Tamala 2030: A Punk Cat in Dark est donc le digne successeur de Tamala 2010. Plutôt que de faire une bête suite d’un projet vieux de 20 ans, T.o.L opte pour la réécriture partielle et, finalement, l’ouverture à un nouveau public. Nul besoin d’avoir vu le premier film : l’expérience n’en sera pas moins déroutante car elle doit être déroutante pour être fonctionnelle. Nul besoin de comprendre les tenants et les aboutissants scénaristiques du complot mondial, de pourquoi Catty & Co. n’est plus grand maître de l’univers et de la différence fondamentale théologique entre Tamala et Tatla (un spectateur peut-il vraiment les comprendre profondément sans les altérer ?) : l’expérience est avant tout sensorielle avant d’être intelligible et surtout intérieure. Tamala 2030 fonctionne sur le mode du délire. Mais aussi sur le mode du paradoxe puisque, en s’actualisant, T.o.L se permet surtout d’être effrontément anachronique en optant pour cette esthétique labyrinthique faisant la part belle à l’individualisme le plus radical et frôlant le solipsisme.
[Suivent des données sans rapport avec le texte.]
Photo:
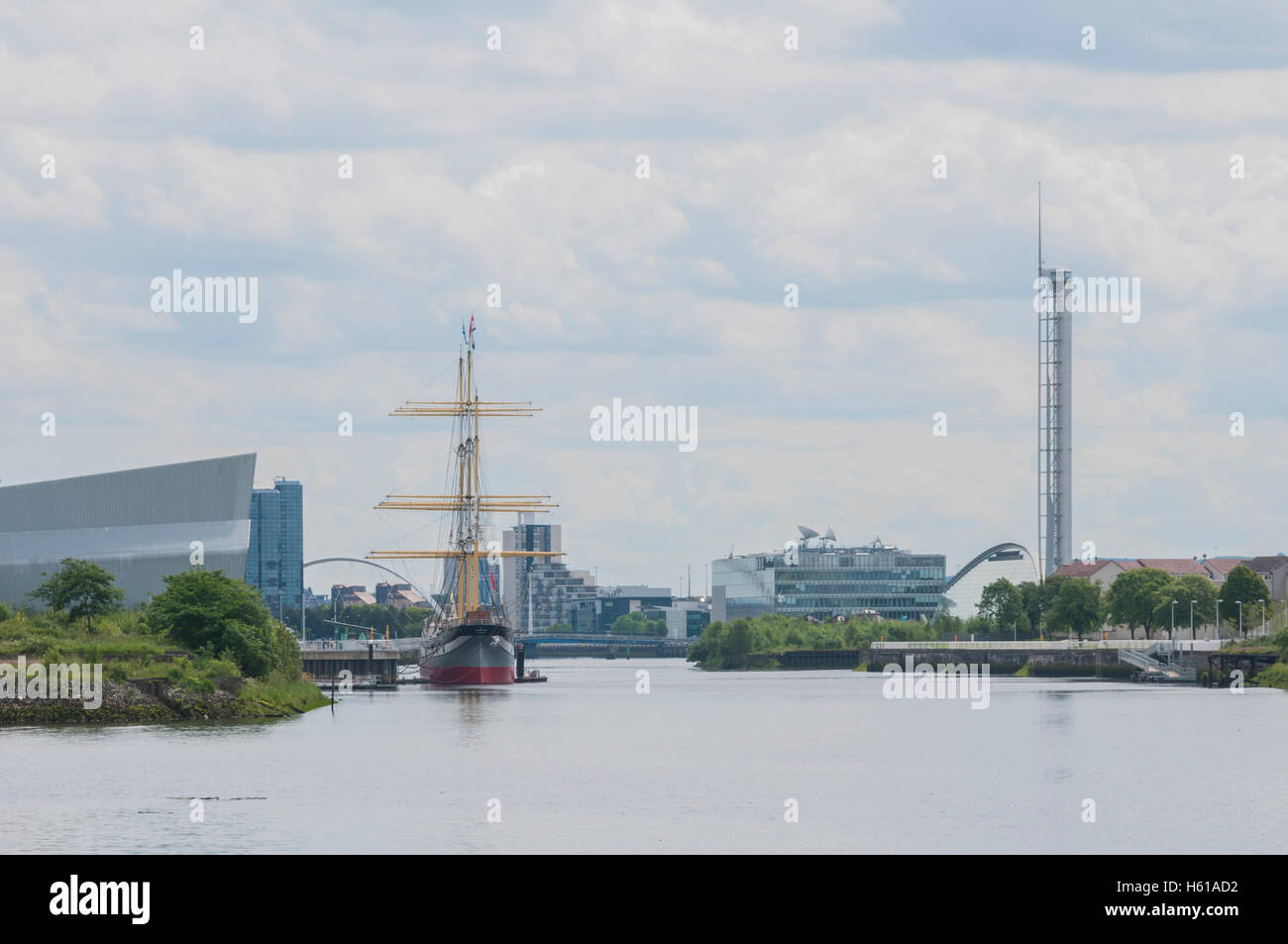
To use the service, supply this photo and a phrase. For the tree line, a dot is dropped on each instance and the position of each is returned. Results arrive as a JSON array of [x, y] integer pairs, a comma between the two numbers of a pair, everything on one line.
[[1144, 599]]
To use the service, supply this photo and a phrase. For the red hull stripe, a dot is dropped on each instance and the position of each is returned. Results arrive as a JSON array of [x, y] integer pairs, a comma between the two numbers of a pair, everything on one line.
[[469, 675]]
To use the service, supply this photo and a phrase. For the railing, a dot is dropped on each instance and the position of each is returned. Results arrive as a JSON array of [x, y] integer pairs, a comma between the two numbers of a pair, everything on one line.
[[361, 644]]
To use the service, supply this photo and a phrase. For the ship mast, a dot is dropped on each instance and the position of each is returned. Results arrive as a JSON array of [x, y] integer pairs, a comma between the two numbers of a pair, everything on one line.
[[468, 506]]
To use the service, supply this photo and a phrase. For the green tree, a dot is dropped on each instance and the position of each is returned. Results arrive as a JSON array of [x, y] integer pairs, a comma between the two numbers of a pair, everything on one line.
[[1136, 597], [1076, 608], [1004, 607], [1243, 584], [1192, 586], [219, 616], [80, 588]]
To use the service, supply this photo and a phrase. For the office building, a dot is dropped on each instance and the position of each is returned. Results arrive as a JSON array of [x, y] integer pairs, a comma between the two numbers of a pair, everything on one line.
[[274, 561], [825, 579]]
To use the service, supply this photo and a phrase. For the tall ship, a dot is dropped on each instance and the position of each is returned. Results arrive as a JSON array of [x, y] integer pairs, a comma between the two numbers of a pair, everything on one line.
[[469, 639]]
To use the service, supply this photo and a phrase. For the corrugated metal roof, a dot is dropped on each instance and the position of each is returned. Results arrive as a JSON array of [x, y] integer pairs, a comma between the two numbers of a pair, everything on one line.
[[209, 489]]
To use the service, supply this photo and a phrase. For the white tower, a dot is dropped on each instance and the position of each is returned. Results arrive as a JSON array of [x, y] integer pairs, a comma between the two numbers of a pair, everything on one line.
[[1055, 413]]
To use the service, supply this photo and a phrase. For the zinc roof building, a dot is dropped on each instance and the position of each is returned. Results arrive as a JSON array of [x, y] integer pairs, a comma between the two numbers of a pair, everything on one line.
[[140, 524]]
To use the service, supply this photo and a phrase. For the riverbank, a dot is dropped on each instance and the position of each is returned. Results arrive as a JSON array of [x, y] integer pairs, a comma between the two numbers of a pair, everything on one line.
[[156, 700]]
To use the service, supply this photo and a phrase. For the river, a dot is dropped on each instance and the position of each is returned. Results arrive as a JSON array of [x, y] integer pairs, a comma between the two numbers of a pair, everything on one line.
[[702, 762]]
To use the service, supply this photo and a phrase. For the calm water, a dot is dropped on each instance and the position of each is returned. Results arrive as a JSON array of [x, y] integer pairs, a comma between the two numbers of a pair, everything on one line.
[[703, 763]]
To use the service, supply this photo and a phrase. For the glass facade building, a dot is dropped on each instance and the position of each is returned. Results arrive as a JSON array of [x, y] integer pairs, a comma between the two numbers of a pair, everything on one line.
[[828, 581], [274, 559]]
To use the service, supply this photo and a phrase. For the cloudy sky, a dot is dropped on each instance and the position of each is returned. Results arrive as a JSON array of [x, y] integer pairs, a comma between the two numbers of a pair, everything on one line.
[[519, 167]]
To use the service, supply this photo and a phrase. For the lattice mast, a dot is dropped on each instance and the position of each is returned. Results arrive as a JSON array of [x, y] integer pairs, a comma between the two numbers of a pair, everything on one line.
[[469, 505]]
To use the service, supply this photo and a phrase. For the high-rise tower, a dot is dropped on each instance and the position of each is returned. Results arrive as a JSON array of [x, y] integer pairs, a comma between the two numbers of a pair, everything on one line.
[[1055, 412]]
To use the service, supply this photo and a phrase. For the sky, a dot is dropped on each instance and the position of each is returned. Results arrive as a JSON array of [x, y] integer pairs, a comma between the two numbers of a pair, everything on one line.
[[887, 166]]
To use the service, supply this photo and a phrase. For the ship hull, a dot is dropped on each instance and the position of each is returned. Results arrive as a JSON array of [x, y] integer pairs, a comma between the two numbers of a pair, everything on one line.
[[471, 655]]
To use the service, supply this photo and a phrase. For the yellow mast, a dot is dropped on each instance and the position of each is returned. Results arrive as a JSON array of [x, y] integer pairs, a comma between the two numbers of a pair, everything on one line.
[[468, 505]]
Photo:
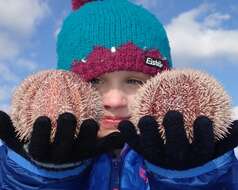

Esthétique propre aux œuvres japonaises du début années 2000s et de la fin des années 1990 – dont le duo était aussi l’un des représentants les plus talentueux de cette époque. Et plutôt que de décider de passer à autre chose, le duo décide d’amener leur geste esthétique encore un cran au-dessus. Le geste est d’une naïveté désarmante, mais d’une puissance cinématographique toujours aussi inégalable.
Thibaut Das Neves
Tamala 2030: A Punk Cat in Dark de T.o.L. Japon. 2025. Projeté à L’Étrange Festival 2025.